Time: 1 hr
Yields: 1200 g soap or 10 bars
Snow is a pure white soap with a special blend of pine, litsea cubeba and spearmint essential oils, which captures the fresh, crisp fragrance of a snow blanketed pine forest. The recipe uses only natural ingredients, is palm-free and vegan. The perfect soap gift for the environmentally and health conscious friend!
If you have never made cold-process soap before, I strongly suggest you check out the basic cold process soap tutorial first.
Before starting, please read the safety and precautions post, especially since this tutorial requires the handling of caustic soda!
ONE: To prepare the lye, first measure out the water in a heat proof Pyrex jug. Next, in a separate container (I use a little plastic cup for this), weigh out the caustic soda. Make sure you are wearing protective goggles and gloves. Carefully, add the caustic soda to the water (NEVER THE OTHER WAY ROUND!), and avoiding any splashes, stir until the lye water is clear. Add two teaspoons of sodium lactate, which will help harden the soap and set aside to cool.
TWO: In a separate large Pyrex jug, weigh out the coconut oil. Heat in the microwave on high for 1 minute, and then stir until the coconut oil has completely melted.

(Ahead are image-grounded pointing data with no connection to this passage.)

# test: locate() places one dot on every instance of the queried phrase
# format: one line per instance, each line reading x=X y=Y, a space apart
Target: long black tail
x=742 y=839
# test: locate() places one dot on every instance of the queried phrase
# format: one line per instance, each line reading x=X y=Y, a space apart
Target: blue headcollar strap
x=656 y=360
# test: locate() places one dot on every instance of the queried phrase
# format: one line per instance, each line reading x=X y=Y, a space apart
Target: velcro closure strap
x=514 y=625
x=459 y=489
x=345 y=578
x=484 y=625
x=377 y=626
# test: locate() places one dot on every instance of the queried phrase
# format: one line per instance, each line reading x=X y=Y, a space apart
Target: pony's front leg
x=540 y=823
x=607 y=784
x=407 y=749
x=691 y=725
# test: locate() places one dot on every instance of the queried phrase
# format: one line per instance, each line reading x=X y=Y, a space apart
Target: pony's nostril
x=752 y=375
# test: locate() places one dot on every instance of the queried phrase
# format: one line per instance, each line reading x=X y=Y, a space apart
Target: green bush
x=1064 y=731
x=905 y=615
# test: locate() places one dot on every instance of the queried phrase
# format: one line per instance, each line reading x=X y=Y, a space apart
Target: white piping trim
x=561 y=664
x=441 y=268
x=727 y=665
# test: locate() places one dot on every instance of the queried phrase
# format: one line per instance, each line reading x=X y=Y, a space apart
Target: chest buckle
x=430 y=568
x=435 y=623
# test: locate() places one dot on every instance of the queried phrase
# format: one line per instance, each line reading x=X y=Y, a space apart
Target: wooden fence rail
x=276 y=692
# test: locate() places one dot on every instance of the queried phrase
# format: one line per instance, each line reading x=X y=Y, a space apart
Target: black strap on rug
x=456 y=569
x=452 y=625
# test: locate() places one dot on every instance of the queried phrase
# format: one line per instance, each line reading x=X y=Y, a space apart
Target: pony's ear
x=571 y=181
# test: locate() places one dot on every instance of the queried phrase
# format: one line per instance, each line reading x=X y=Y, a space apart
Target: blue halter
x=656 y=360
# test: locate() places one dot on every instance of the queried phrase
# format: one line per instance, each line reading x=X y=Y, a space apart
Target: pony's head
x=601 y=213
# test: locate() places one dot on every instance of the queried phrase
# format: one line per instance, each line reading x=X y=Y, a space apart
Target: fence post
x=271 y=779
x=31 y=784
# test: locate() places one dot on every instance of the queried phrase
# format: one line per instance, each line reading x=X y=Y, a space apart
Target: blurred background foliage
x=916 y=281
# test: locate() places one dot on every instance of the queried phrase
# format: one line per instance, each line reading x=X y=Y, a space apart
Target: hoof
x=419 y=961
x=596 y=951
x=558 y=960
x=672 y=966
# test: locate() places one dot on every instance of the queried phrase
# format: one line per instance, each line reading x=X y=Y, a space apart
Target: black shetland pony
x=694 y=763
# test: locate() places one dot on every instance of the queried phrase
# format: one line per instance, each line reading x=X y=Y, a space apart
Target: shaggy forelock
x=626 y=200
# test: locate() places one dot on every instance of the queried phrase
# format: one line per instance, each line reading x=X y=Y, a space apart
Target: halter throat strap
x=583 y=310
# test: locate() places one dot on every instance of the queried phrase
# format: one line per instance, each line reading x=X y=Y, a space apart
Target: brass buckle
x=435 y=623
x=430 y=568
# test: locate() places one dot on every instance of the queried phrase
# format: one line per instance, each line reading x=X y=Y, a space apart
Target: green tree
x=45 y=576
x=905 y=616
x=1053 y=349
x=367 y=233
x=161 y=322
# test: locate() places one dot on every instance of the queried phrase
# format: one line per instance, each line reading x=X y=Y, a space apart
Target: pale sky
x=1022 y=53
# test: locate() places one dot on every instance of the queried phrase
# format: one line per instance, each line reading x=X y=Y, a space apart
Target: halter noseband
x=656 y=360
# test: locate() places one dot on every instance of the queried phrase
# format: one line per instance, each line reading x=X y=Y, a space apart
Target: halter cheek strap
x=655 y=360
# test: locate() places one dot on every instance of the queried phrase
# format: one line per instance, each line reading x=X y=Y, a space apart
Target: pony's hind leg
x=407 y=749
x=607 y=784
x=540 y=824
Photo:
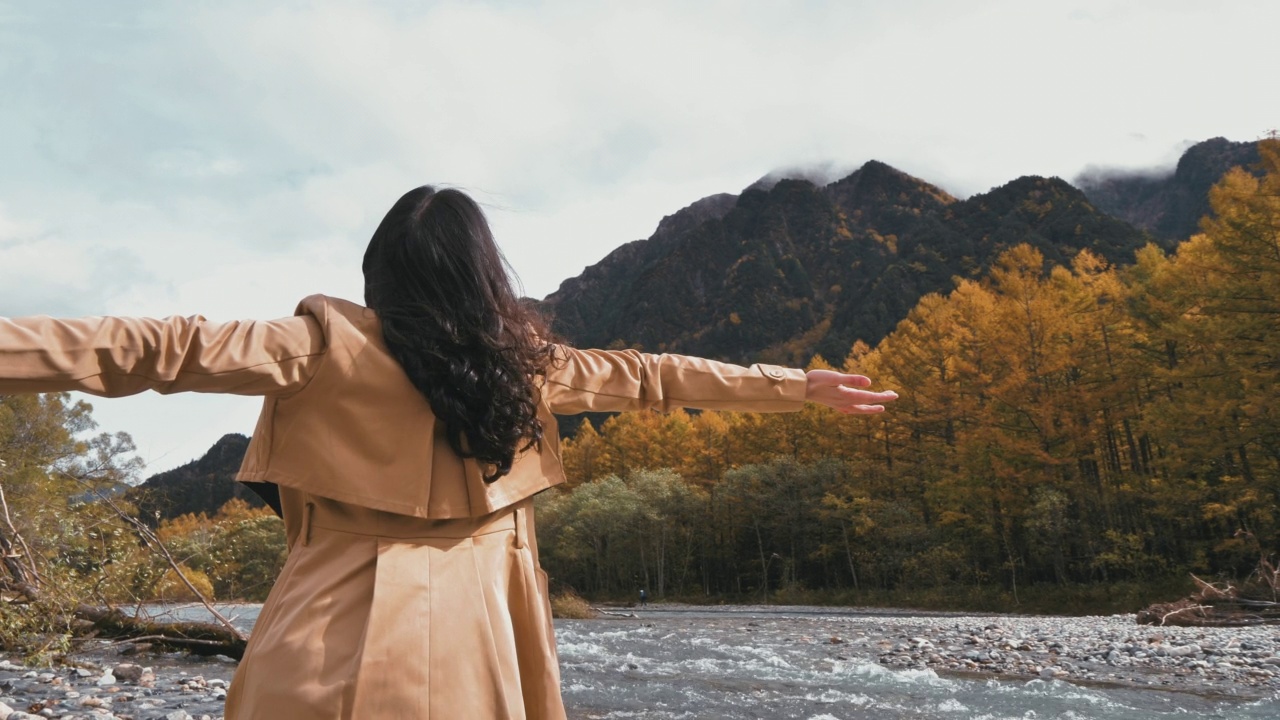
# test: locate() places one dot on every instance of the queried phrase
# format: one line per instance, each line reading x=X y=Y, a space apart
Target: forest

THREE: Weigh out the olive oil and castor oil to the now-liquid coconut oil, and give the oils another quick stir.
FOUR: Make sure you are still wearing your goggles and gloves. Once the lye has cooled down to room temperature, carefully add it to the oils and then using a stick blender, pulse and stir until the oil/lye mixture has emulsified (does not separate).

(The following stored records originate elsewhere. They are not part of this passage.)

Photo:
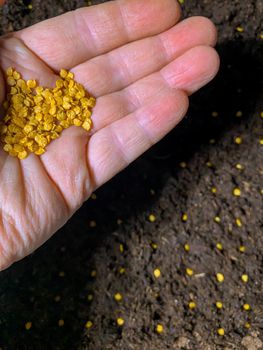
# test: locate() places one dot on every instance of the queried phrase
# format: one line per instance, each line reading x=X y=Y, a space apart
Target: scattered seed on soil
x=246 y=307
x=183 y=165
x=238 y=140
x=237 y=192
x=90 y=297
x=184 y=217
x=213 y=190
x=187 y=247
x=244 y=278
x=152 y=218
x=217 y=219
x=242 y=249
x=118 y=297
x=221 y=331
x=88 y=324
x=220 y=277
x=157 y=273
x=189 y=272
x=120 y=321
x=92 y=223
x=154 y=245
x=238 y=222
x=121 y=270
x=240 y=29
x=214 y=114
x=219 y=305
x=28 y=325
x=159 y=328
x=192 y=305
x=93 y=273
x=61 y=323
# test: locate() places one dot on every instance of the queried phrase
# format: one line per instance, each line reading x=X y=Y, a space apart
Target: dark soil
x=54 y=282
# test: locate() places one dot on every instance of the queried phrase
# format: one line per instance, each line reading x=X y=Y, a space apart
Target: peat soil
x=110 y=246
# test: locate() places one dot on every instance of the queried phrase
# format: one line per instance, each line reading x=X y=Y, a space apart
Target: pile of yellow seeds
x=36 y=115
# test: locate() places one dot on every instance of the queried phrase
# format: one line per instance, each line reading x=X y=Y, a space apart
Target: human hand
x=139 y=64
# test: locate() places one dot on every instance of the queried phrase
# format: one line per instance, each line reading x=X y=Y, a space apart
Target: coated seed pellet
x=36 y=115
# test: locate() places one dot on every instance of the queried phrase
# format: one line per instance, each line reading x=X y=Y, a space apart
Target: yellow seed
x=238 y=222
x=9 y=71
x=120 y=321
x=220 y=277
x=184 y=217
x=86 y=125
x=244 y=278
x=219 y=246
x=31 y=84
x=159 y=328
x=217 y=219
x=77 y=122
x=118 y=297
x=219 y=305
x=22 y=155
x=157 y=273
x=39 y=151
x=36 y=115
x=189 y=271
x=192 y=305
x=152 y=218
x=28 y=325
x=246 y=307
x=238 y=140
x=221 y=331
x=88 y=324
x=237 y=192
x=11 y=81
x=63 y=73
x=61 y=323
x=187 y=247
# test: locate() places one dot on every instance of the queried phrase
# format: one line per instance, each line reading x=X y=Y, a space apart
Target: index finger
x=77 y=36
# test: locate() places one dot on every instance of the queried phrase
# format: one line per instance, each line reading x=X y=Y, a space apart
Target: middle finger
x=123 y=66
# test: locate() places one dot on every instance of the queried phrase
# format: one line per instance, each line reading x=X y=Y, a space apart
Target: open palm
x=139 y=64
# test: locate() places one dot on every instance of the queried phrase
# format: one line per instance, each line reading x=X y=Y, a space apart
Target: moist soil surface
x=111 y=246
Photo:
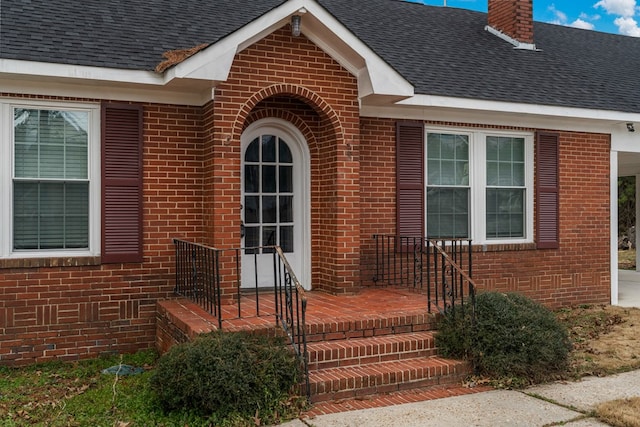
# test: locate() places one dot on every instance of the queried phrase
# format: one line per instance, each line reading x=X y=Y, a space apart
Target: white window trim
x=477 y=178
x=6 y=178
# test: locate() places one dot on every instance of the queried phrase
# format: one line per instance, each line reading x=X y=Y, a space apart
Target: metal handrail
x=441 y=268
x=199 y=279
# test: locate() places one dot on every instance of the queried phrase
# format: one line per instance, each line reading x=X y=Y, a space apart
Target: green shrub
x=226 y=374
x=513 y=337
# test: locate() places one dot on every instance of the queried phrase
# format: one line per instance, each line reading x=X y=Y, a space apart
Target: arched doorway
x=275 y=200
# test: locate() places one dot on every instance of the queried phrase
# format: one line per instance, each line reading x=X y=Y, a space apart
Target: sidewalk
x=566 y=403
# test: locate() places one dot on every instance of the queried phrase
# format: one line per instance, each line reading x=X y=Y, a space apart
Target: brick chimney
x=513 y=19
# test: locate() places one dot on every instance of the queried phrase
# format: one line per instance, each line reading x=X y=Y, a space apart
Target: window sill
x=504 y=247
x=69 y=261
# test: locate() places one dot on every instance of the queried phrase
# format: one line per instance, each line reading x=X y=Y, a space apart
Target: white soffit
x=374 y=75
x=212 y=65
x=442 y=108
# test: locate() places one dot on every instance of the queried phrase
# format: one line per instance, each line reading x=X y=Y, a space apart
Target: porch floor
x=371 y=314
x=323 y=308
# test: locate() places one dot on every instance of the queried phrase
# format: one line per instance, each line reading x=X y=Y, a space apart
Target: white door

FIVE: Mix 2 teaspoons of titanium dioxide with the same amount of water, and add it to the soap. Stir it in well.
SIX: Add the essential oils and keep stick blending the soap mixture until it has thickened to a medium trace.

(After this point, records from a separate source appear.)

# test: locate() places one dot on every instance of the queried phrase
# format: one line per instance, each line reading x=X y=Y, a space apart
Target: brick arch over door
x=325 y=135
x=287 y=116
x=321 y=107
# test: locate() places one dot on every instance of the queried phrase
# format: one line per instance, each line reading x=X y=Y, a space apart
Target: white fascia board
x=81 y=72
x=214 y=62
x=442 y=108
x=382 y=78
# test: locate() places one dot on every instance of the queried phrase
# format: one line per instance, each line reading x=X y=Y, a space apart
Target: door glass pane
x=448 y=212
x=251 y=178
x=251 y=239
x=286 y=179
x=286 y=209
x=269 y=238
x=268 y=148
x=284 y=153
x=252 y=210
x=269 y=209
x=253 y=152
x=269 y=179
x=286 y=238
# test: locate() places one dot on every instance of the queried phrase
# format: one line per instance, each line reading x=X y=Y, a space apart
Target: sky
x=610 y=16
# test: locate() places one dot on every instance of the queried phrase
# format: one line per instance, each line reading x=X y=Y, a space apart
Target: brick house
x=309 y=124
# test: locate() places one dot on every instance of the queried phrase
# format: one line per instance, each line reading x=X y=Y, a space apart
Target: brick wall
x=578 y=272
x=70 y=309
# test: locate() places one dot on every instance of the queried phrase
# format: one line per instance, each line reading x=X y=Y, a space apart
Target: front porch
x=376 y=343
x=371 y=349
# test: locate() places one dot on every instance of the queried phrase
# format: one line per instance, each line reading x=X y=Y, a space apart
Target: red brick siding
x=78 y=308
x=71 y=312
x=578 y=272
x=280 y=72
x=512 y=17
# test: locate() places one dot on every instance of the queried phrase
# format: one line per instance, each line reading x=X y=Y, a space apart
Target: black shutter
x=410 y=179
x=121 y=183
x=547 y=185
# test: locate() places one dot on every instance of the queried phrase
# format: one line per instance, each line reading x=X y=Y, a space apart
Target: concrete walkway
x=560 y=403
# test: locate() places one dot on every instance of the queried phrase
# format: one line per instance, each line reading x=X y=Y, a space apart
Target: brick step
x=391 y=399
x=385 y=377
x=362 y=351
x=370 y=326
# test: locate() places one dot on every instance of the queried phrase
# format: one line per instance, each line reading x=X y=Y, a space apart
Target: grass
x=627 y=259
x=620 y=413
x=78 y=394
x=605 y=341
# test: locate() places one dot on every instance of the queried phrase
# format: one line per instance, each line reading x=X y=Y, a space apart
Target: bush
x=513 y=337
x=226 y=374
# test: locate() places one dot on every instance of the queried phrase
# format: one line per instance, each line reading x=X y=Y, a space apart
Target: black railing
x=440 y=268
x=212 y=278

SEVEN: Using a star shaped cookie cutter, imprint star shapes onto the surface of the soap. Just push it in lightly and lift it out again. Because of the medium consistency, the imprint will leave slight star shaped ridges in the soap.
EIGHT: Give the surface of the soap a spray with 99% isopropyl alcohol, this will avoid soap ash from forming on the surface. Leave the soap to harden in the mold for a couple of days.
NINE: After 2 or 3 days, check if the soap has hardened and isn’t sticky and soft anymore. Carefully unmold, and leave to dry out for another couple of days before cutting it into bars. The bars of soap will need a further 8 weeks to cure before they are ready for use.
- 650g olive oil
- 300g coconut oil
- 50g castor oil
- 141g caustic soda
- 2 teaspoons sodium lactate
- 2 teaspoons titanium dioxide
- 20 ml pine essential oil
- 15 ml litsea cubeba essential oil
- 5 ml spearmint essential oil
- Measure out 280 ml of water into a heat proof Pyrex jug. Weigh out 141 g of caustic soda and carefully add it to the water, avoiding any splashes. Gently stir until all the caustic soda has dissolved and the lye water is clear.
- Add 2 teaspoon of sodium lactate to the lye water. Set the lye aside to cool down.
- In a large heat proof Pyrex jug, weigh out the coconut oil. Heat in microwave for 1 minute on high, and then stir until the coconut oil has fully melted.
- Add the olive oil and castor oil to the now-liquid coconut oil and give it another quick stir.
- Once the lye has cooled down to room temperature, and making sure you are still wearing protective goggles and gloves, carefully add the lye to the oils.
- Using a stick blender, pulse and stir until the oil/lye mixture has emulsified.
- Mix 2 teaspoons of titanium dioxide with 2 teaspoons of water, and stir it into the emulsion.
- Add the essential oils and keep stick blending until the soap mixture has thickened to a medium trace.
- Pour the soap into the mold and with a star shaped cookie cutter, imprint stars onto the surface of the soap. Give the surface a quick spray with isopropyl alcohol.
- Leave to harden in the mold for a couple of days.
- After 2-3 days, check if the soap is firm enough to unmold. Remove from mold and leave to dry for another couple of days, before cutting into bars. The bars will need further curing for about 8 weeks until ready for use.